The activation of glycogen synthase by insulin switches from kinase inhibition to phosphatase activation during adipogenesis in 3T3-L1 cells.

The effects of insulin and platelet-derived growth factor (PDGF) on glycogen synthase activation were compared in 3T3-L1 fibroblasts and adipocytes. In the fibroblasts, PDGF elicited a stronger phosphorylation of mitogen-activated protein kinase (MAPK) and AKT than did insulin. Both agents caused a comparable stimulation of receptor autophosphorylation, MAPK, and phosphatidylinositol 3-kinase (PI3-K) activation in the adipocytes.

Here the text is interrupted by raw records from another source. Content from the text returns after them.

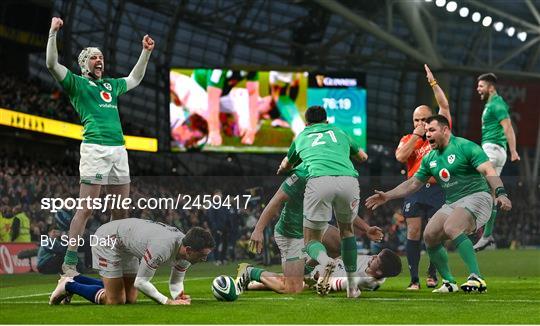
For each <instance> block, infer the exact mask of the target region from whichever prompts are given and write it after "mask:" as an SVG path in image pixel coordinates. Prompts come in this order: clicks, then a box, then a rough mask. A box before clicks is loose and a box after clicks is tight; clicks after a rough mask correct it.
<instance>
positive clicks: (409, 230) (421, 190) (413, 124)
mask: <svg viewBox="0 0 540 326" xmlns="http://www.w3.org/2000/svg"><path fill="white" fill-rule="evenodd" d="M424 69H425V70H426V77H427V81H428V83H429V85H430V86H431V88H432V89H433V94H434V95H435V99H436V100H437V104H438V105H439V114H441V115H444V116H445V117H446V118H447V119H448V121H450V122H451V121H452V118H451V116H450V106H449V105H448V100H447V99H446V96H445V95H444V91H443V90H442V88H441V87H440V86H439V84H438V83H437V80H436V79H435V77H434V76H433V74H432V73H431V70H430V69H429V67H428V65H424ZM431 115H433V111H432V110H431V108H430V107H429V106H427V105H420V106H419V107H417V108H416V109H415V110H414V112H413V125H414V130H413V132H412V133H411V134H408V135H405V136H403V137H402V138H401V140H400V142H399V145H398V147H397V149H396V159H397V160H398V161H399V162H401V163H405V164H407V178H411V177H412V176H413V175H414V174H415V173H416V171H418V168H419V167H420V164H421V162H422V158H423V157H424V156H425V155H427V154H428V153H429V151H430V150H431V146H430V145H429V142H428V140H427V138H426V129H425V127H424V124H425V121H426V119H427V118H429V117H430V116H431ZM443 204H444V193H443V191H442V189H441V187H440V186H439V185H438V184H437V183H436V182H435V179H433V178H430V179H429V181H428V182H427V183H426V184H425V186H424V187H422V188H421V189H420V190H418V192H415V193H414V194H412V195H410V196H407V197H406V198H405V199H404V200H403V209H402V210H403V216H404V217H405V221H406V223H407V244H406V247H405V248H406V252H407V262H408V264H409V273H410V275H411V282H410V283H409V286H408V287H407V290H412V291H418V290H420V279H419V277H418V265H419V264H420V250H421V240H420V239H421V236H422V222H423V221H425V220H428V219H429V218H431V216H433V214H435V212H436V211H437V210H438V209H439V208H441V206H442V205H443ZM437 283H438V281H437V271H436V270H435V266H433V264H432V263H431V262H430V264H429V268H428V278H427V280H426V285H427V287H428V288H434V287H436V286H437Z"/></svg>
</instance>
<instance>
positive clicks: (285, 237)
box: [274, 231, 304, 263]
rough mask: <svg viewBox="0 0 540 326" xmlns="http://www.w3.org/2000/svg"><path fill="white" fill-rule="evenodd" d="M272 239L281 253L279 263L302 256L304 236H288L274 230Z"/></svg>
mask: <svg viewBox="0 0 540 326" xmlns="http://www.w3.org/2000/svg"><path fill="white" fill-rule="evenodd" d="M274 240H275V241H276V244H277V245H278V248H279V252H280V254H281V263H285V262H287V261H294V260H299V259H301V258H302V257H304V252H303V251H302V249H304V238H300V239H297V238H288V237H286V236H284V235H281V234H279V233H278V232H276V231H274Z"/></svg>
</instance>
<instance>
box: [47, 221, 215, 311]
mask: <svg viewBox="0 0 540 326" xmlns="http://www.w3.org/2000/svg"><path fill="white" fill-rule="evenodd" d="M95 236H96V237H97V239H99V243H100V245H97V246H93V247H92V260H93V267H94V268H95V269H97V270H98V271H99V275H100V276H101V280H98V279H94V278H90V277H86V276H83V275H76V276H75V277H67V276H63V277H61V278H60V280H59V281H58V285H57V287H56V289H55V290H54V291H53V292H52V294H51V297H50V301H49V304H51V305H54V304H59V303H60V302H61V301H62V300H63V299H64V298H66V297H68V296H71V295H73V294H78V295H80V296H82V297H84V298H86V299H87V300H88V301H90V302H93V303H96V304H125V303H135V301H136V299H137V292H138V291H141V292H142V293H144V294H145V295H146V296H148V297H149V298H150V299H152V300H154V301H156V302H157V303H160V304H168V305H188V304H190V303H191V298H190V297H189V296H188V295H186V294H185V293H184V276H185V274H186V270H187V269H188V268H189V266H191V265H192V264H195V263H197V262H201V261H206V258H207V256H208V254H209V253H210V252H211V251H212V249H213V248H214V246H215V243H214V239H213V238H212V235H211V234H210V232H209V231H207V230H205V229H203V228H200V227H194V228H191V229H190V230H189V231H188V232H187V233H186V234H185V235H184V234H183V233H182V232H180V230H178V229H177V228H175V227H172V226H169V225H166V224H163V223H157V222H153V221H150V220H142V219H135V218H129V219H122V220H116V221H112V222H109V223H106V224H104V225H102V226H100V227H99V228H98V229H97V231H96V233H95ZM166 262H170V265H171V274H170V278H169V291H170V297H168V296H166V295H164V294H162V293H160V292H159V291H158V290H157V289H156V287H155V286H154V285H153V284H152V283H151V282H150V281H151V280H152V278H153V277H154V274H155V272H156V270H157V269H158V267H159V266H161V265H163V264H165V263H166Z"/></svg>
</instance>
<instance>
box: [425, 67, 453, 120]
mask: <svg viewBox="0 0 540 326" xmlns="http://www.w3.org/2000/svg"><path fill="white" fill-rule="evenodd" d="M424 69H425V70H426V78H427V80H428V83H429V85H430V86H431V88H432V89H433V95H435V100H436V101H437V104H438V105H439V114H440V115H443V116H444V117H445V118H446V119H448V121H452V116H451V115H450V105H449V104H448V99H446V95H444V91H443V90H442V88H441V86H439V84H438V83H437V80H436V79H435V77H434V76H433V73H432V72H431V70H430V69H429V67H428V65H427V64H424Z"/></svg>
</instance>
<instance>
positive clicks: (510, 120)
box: [500, 118, 521, 162]
mask: <svg viewBox="0 0 540 326" xmlns="http://www.w3.org/2000/svg"><path fill="white" fill-rule="evenodd" d="M500 124H501V126H502V127H503V130H504V135H505V136H506V140H507V141H508V148H509V149H510V160H511V161H512V162H514V161H519V160H520V159H521V158H520V157H519V154H518V152H517V150H516V133H515V132H514V127H512V121H511V120H510V118H506V119H504V120H501V122H500Z"/></svg>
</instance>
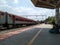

However, adipogenesis resulted in the uncoupling of PI3-K activation by PDGF from subsequent AKT phosphorylation. The relative contributions of glycogen synthase kinase-3 (GSK-3) inactivation and protein phosphatase-1 (PP1) activation in the regulation of glycogen synthase in both cell types were evaluated. Insulin and PDGF caused a small increase in glycogen synthase a activity in the fibroblasts. Additionally, both agents caused a similar inhibition of GSK-3, while having no effect on PP1 activity. Following differentiation, insulin treatment resulted in a 5-fold stimulation of glycogen synthase, whereas PDGF was without effect. Both agents caused a comparable inhibition of GSK-3 activity in the adipocytes, whereas only insulin activated PP1. Finally, wortmannin completely blocked the stimulation of PP1 by insulin in 3T3-L1 adipocytes, indicating that PI3-K inhibition can impinge on PP1 activation. Cumulatively these results suggest that the weak activation of glycogen synthase in 3T3-L1 fibroblasts is mediated by GSK-3 inactivation, whereas in the more metabolically active adipocytes, the insulin-specific activation of glycogen synthase is mediated by PP1 activation.